The Configurable Data Curation System (CDCS) is a family of systems for structuring, searching, and sharing data. The two primary system types in this family are the Materials Data Curation System (MDCS) and the Materials Resource Registry (MRR) systems. The curator is for structuring and entering data into accessible online data repositories. The registry is for locating data in distributed data repositories. They were originally created in the materials science community under the Materials Genome Initiative (MGI).
MDCS 2.0 represents the first release of the 2.0 series curator in which all of the functionality from the previous major curator release (1.5) has been ported into a modular core of configurable applications. Throughout the remainder of the MDCS 2.0 series, functionality from the registry as well as functionality from early adopters and customizations of both curator and registry systems are being ported into the MDCS 2.0 core.
This document captures the essential functionality of the MDCS 2.0 curator system.

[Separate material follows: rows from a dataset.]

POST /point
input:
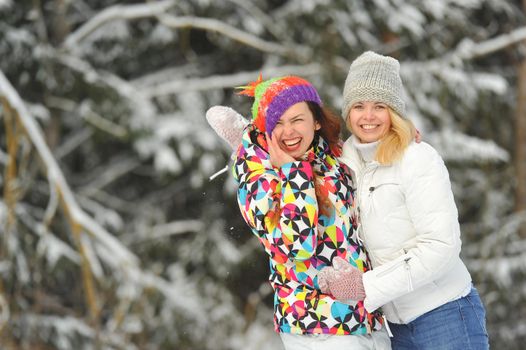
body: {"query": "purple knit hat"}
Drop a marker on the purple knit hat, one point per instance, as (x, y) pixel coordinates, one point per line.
(274, 96)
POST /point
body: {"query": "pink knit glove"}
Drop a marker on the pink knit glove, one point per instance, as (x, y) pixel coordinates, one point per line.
(227, 123)
(342, 280)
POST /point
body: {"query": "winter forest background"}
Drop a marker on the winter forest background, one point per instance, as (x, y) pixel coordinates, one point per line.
(112, 234)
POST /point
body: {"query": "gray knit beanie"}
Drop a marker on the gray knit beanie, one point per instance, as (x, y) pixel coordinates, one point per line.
(373, 77)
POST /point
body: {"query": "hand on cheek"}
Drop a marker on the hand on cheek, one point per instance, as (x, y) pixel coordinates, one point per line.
(277, 156)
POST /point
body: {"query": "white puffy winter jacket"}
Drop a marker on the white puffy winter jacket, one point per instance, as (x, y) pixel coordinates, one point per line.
(409, 225)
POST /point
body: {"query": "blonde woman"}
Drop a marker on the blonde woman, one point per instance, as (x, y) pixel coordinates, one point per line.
(408, 220)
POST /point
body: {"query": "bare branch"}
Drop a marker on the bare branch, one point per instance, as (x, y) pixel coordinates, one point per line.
(169, 229)
(468, 50)
(233, 33)
(117, 12)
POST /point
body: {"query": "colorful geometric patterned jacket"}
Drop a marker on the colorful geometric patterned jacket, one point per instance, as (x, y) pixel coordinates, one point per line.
(281, 208)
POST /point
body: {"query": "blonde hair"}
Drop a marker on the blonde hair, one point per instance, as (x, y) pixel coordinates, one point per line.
(393, 144)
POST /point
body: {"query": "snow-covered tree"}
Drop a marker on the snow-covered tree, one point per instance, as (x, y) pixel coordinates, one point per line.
(112, 234)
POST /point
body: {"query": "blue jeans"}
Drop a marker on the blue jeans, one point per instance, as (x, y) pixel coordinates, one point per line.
(457, 325)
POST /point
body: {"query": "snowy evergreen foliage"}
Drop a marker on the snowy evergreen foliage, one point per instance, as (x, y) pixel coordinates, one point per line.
(112, 234)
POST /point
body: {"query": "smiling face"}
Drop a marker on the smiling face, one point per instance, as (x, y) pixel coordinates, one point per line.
(369, 121)
(295, 130)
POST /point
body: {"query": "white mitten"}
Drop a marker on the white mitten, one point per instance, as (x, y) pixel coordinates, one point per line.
(227, 123)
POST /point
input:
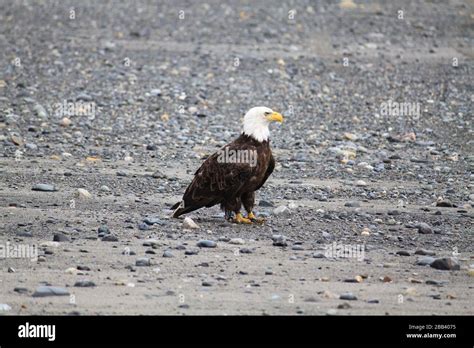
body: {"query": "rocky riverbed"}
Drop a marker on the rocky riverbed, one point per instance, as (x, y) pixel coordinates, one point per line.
(107, 109)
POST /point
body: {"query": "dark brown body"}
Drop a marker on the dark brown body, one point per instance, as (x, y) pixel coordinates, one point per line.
(228, 184)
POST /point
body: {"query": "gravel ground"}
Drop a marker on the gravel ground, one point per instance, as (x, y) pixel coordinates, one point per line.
(115, 104)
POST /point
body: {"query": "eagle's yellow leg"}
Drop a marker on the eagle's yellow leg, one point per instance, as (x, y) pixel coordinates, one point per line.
(251, 216)
(239, 219)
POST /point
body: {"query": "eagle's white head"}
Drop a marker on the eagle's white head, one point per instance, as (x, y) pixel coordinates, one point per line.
(257, 120)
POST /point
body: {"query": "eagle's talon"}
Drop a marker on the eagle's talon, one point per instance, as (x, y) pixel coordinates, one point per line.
(239, 219)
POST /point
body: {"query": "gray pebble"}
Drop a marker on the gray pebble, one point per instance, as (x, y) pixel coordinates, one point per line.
(206, 244)
(143, 262)
(44, 291)
(44, 188)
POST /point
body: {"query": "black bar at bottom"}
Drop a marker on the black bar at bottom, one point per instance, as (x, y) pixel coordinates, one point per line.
(135, 330)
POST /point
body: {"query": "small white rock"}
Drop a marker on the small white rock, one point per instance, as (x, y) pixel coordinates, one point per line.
(4, 307)
(50, 244)
(82, 193)
(104, 188)
(65, 122)
(282, 209)
(189, 223)
(238, 241)
(292, 205)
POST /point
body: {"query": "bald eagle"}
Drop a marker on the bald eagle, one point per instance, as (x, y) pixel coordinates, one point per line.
(231, 176)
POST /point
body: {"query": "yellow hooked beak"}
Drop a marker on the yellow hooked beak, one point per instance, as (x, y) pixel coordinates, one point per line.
(275, 116)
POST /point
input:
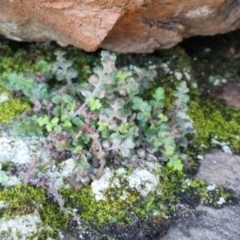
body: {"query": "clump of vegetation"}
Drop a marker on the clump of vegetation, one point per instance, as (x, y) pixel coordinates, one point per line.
(119, 118)
(104, 120)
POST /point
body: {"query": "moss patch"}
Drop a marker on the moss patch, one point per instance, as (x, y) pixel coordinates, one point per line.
(211, 118)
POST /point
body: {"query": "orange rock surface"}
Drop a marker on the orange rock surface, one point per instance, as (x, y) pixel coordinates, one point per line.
(118, 25)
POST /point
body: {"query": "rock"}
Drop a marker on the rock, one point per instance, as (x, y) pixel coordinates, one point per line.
(206, 223)
(118, 25)
(222, 169)
(229, 94)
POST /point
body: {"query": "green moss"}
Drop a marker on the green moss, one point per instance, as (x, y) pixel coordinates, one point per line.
(211, 119)
(12, 108)
(25, 199)
(208, 194)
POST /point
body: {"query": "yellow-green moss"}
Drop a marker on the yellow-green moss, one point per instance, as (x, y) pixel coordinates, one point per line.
(25, 199)
(212, 119)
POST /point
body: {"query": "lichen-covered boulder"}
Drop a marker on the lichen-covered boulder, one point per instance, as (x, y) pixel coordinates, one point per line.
(118, 25)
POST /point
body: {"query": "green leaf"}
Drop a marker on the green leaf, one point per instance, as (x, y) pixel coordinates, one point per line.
(43, 121)
(105, 133)
(159, 94)
(67, 124)
(55, 121)
(94, 104)
(49, 127)
(102, 125)
(65, 117)
(77, 121)
(163, 117)
(77, 149)
(68, 98)
(175, 163)
(140, 116)
(57, 99)
(57, 111)
(58, 129)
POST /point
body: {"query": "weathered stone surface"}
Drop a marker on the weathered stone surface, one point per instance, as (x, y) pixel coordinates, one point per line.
(206, 223)
(119, 25)
(221, 168)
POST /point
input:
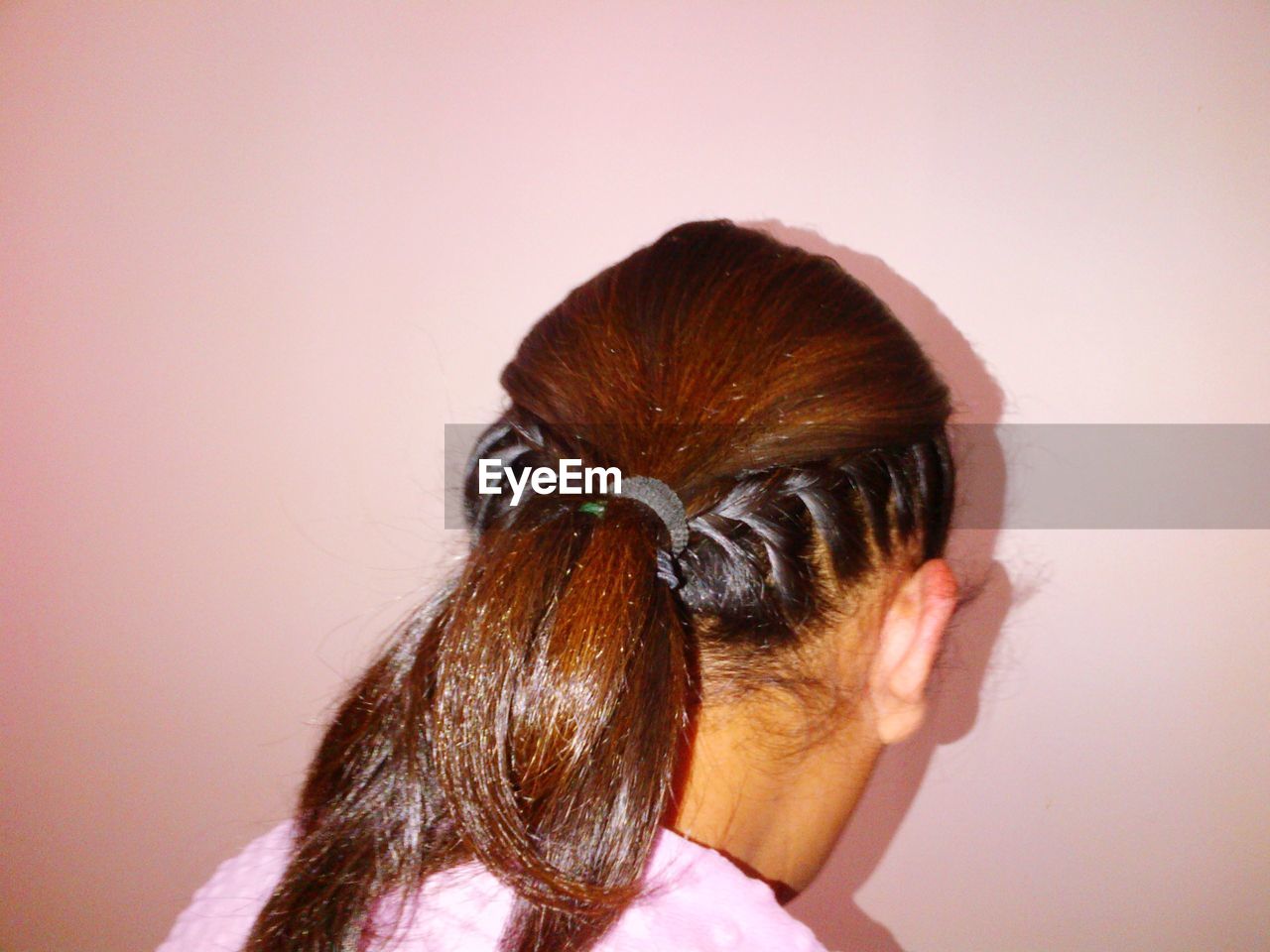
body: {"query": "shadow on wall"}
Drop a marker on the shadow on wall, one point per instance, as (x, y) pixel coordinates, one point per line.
(828, 905)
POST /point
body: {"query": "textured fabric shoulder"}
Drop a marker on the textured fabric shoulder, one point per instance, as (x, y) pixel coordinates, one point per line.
(223, 909)
(695, 900)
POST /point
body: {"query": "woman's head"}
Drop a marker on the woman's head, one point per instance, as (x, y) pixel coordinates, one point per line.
(541, 715)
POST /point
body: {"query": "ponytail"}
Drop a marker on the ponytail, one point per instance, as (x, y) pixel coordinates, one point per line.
(562, 696)
(530, 721)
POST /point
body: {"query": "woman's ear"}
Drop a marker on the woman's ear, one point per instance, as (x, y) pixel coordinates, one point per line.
(908, 643)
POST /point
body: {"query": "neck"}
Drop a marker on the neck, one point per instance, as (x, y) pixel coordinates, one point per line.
(775, 812)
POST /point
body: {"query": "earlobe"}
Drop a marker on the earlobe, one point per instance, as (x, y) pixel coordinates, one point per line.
(908, 642)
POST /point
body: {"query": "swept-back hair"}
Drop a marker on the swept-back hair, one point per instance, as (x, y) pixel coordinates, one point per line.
(531, 716)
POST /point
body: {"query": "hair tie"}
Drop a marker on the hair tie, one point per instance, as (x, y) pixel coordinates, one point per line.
(666, 504)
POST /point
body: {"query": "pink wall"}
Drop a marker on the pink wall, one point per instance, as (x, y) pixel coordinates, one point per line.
(253, 257)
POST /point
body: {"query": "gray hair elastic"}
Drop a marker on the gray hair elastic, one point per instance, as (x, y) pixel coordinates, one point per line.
(662, 500)
(667, 506)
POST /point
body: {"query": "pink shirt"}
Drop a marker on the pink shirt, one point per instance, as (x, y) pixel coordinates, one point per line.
(697, 901)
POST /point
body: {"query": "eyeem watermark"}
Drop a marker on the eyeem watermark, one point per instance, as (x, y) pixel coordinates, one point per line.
(570, 479)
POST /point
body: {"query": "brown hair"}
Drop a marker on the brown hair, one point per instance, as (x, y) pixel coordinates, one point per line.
(531, 716)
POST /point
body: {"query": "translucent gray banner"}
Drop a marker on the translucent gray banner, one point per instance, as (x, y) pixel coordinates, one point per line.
(1067, 476)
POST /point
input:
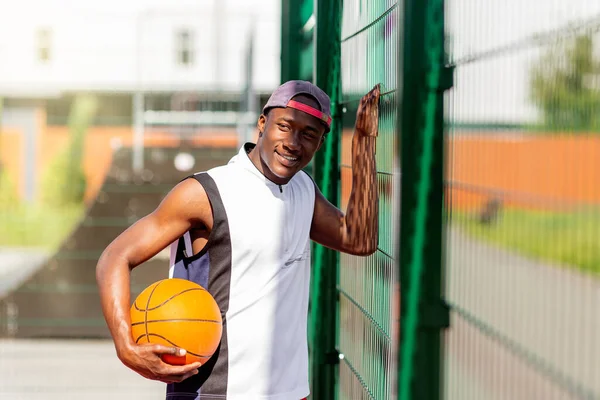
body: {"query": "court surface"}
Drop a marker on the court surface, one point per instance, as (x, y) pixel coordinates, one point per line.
(69, 369)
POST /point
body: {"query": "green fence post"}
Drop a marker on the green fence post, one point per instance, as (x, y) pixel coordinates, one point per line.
(322, 329)
(423, 312)
(290, 26)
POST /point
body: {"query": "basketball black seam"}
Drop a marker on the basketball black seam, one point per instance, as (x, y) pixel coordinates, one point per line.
(174, 345)
(146, 311)
(178, 320)
(166, 301)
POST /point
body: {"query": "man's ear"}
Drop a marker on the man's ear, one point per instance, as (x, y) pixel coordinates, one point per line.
(262, 122)
(321, 141)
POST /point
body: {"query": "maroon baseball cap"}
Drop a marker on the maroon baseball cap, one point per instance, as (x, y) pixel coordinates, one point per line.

It will be expanded and updated over time as more functionality becomes available.
The essential functionality of the curator includes the following:
Function | Description |
---|---|
General tasks | General user tasks such as requesting an account, logging in, etc. |
Structuring data | Creating data entry templates with the composer application. |
Entering data | Inputting data using data entry templates with the curator application. |
Accessing data | Controlling data access via creation and use of users, groups, and workspaces. |
Finding data | Searching for data locally and remotely. |
Transforming data | Transforming data from one format or representation to another. |
Managing resources | Managing resources and configurations on the curator platform. |
Operations | Operational tasks such as deployment, creating custom themes, etc. |
The system's functionality is implemented using a python-based web-framework (Django) and a NoSQL database (MongoDB) as its primary data store. It uses XML technologies as its primary data representation for system artifacts such as data templates and types (XML schemas), data documents and records (XML documents), data transformations (using XSLT), data entry form generation (XML-based generation), and data query representation (XML-based).